You make me laugh, seriously you do, why? because you have no clue, it is ppl like you that make gaming forums what they are and that is legit places legit fans do not want to ever visit, so 10 minutes of your "game" never turned out the way you wanted it, big deal, you do realize that without them 3 you just touted there would nigh never have been a ME in a form that you "love" you do understand this yes?
FALLACY ALERT!
The fact that without Hudson there would be no Mass Effect is indisputable. The fact that without Hudson, Mass Effect 3 would have turned out differently is also indisputable.
Compare and contrast.
The fact that without George Lucas there would be no Star Wars is indisputable. The fact that without George Lucas, Jar Jar Binks would not have existed is also indisputable.
It's a matter of major precedent (Godfather 3, Police Academy-with-any-number, Quake 3, Spider-Man 3, Mortal Kombat 4-7, etc, it's actually a common occurrence with sequels past the number 2) that even if the same creative team is working on a sequel, it might suck major butt even if the original was a brilliant objet d'art.
I don't think a couple of those criticisms really hold up too well. While this isn't the right board for fighting these battles again, I'll go ahead anyway just for examples of how this stuff is never really settled.
Without going into spoileroilers:
Mass Effect 1 worked because of the Minovsky Particle principle. Every bit of not-real-science has had an appropriate lengthy scientific or pseudoscientific explanation, from how the Keepers worked to how dropping out of a mass effect jump improperly would blow you to subatomic particles with major Cherenkov radiation output.
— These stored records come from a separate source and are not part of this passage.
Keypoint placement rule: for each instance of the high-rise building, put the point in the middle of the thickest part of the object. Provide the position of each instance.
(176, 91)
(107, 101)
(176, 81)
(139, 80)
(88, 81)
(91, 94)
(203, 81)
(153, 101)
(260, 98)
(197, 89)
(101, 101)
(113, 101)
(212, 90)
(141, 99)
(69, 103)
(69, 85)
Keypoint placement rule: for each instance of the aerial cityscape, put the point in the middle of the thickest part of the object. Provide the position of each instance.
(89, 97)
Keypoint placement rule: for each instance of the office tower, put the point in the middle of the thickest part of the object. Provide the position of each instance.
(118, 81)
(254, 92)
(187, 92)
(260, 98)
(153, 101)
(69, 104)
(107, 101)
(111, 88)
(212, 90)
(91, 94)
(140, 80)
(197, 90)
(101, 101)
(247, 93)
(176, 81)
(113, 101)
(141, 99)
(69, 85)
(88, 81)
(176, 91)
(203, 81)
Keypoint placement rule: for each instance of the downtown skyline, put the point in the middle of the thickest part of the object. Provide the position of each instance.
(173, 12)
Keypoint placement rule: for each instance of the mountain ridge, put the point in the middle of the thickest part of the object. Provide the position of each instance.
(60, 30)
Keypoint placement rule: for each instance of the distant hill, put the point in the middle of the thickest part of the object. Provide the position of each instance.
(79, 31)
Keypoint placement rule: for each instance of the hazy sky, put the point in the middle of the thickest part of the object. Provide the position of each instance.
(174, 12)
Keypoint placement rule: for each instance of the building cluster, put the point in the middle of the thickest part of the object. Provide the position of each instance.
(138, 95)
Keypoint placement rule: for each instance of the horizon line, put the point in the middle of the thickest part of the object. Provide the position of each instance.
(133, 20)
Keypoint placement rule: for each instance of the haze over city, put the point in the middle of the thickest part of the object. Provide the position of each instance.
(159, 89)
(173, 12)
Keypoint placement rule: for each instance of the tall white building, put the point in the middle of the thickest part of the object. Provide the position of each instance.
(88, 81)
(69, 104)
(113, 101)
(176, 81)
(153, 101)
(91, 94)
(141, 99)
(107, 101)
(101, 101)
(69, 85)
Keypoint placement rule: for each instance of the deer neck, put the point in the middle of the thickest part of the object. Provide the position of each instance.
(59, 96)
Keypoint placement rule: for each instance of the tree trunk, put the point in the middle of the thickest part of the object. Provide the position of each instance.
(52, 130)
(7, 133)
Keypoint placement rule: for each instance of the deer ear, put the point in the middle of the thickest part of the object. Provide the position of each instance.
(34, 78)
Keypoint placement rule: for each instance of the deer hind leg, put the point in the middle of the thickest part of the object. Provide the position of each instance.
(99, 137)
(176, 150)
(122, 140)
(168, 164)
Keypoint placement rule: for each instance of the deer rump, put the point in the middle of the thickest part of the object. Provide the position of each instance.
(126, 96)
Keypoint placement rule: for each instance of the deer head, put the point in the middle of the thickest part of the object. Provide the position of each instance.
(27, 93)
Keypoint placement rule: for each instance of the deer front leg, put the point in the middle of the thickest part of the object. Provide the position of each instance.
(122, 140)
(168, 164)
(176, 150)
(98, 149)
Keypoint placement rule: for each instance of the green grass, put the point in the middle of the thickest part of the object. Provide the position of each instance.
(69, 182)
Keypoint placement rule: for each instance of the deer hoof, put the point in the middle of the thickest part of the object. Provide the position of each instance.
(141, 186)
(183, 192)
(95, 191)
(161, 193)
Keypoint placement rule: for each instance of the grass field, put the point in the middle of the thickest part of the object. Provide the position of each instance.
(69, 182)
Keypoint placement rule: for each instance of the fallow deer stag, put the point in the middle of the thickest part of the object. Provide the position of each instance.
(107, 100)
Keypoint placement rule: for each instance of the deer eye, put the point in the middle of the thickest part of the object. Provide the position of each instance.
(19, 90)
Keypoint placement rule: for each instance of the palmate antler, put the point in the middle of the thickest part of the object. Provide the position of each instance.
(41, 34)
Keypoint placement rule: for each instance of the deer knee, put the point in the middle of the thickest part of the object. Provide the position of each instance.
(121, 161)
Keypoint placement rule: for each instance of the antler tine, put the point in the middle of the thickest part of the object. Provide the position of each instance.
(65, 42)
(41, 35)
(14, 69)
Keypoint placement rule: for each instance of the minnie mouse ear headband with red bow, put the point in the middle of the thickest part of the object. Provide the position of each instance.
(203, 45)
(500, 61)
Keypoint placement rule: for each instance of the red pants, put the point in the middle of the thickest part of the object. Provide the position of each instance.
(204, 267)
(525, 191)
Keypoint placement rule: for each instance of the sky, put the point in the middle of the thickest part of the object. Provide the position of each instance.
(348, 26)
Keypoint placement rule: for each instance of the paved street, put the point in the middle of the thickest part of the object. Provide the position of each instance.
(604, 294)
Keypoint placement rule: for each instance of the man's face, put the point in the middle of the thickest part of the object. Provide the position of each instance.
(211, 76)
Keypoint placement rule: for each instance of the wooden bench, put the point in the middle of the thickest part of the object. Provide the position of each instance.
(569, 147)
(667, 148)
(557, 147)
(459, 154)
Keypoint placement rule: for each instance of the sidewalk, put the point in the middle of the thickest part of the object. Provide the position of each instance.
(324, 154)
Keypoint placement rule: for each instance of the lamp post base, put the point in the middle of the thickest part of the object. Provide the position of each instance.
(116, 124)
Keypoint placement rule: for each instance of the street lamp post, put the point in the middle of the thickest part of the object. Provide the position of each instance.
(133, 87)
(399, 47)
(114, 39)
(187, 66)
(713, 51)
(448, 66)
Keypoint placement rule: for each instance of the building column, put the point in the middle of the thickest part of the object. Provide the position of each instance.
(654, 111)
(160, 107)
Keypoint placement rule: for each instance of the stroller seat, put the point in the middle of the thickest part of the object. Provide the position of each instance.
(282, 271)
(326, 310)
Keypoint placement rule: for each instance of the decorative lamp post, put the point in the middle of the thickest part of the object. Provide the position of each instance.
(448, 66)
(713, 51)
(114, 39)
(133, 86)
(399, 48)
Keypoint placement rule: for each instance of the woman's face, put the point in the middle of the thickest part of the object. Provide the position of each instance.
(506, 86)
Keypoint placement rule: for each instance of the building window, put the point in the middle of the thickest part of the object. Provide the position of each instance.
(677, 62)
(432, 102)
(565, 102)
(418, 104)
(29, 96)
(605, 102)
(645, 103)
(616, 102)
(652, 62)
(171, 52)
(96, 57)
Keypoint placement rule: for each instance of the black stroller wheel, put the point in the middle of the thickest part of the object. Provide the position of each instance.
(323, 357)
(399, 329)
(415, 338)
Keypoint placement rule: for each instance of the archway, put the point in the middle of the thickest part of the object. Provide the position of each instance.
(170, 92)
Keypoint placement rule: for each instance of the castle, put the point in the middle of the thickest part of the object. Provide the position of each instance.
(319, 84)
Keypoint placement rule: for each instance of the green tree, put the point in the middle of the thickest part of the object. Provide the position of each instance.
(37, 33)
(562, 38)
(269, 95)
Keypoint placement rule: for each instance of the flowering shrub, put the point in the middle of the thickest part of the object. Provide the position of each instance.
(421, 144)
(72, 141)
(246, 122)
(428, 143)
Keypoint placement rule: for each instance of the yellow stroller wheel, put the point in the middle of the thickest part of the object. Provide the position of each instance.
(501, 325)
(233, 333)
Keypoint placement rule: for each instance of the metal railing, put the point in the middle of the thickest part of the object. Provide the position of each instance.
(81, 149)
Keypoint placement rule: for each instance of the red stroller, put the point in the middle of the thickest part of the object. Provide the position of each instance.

Oh boy, that would have made the ending of Mass Effect 3 very different, wouldn't it?
Mass Effect 3 works entirely on the momentum from Mass Effect 2's positive reception and uncritical interpretation (as most of ME3's plot problems began when ME2's writers started cutting corners on logic) -> up to and including flip-flopping back and forth between how inconsequential the Collectors are to the Reaper Grand Plan and therefore would have been at best a sidequest (a-la the Cerberus plotline) for Shepard in ME1; or how wiping them out would surely collapse the plans of the Reapers for forever and a day.
You're right, Mass Effect 3 does qualify as fantasy, but the problem is, when I signed up to be a fan, I signed up for a hard-ish sci-fi, not fantasy with spaceships, diabolus ex machina (that's what ghost boy best qualifies as) and badly sung karaoke.
But you're right, we've shed enough blood on this issue when it WAS relevant and BioWare ignored us all back then.
Why would Mass Effect 4 be any different?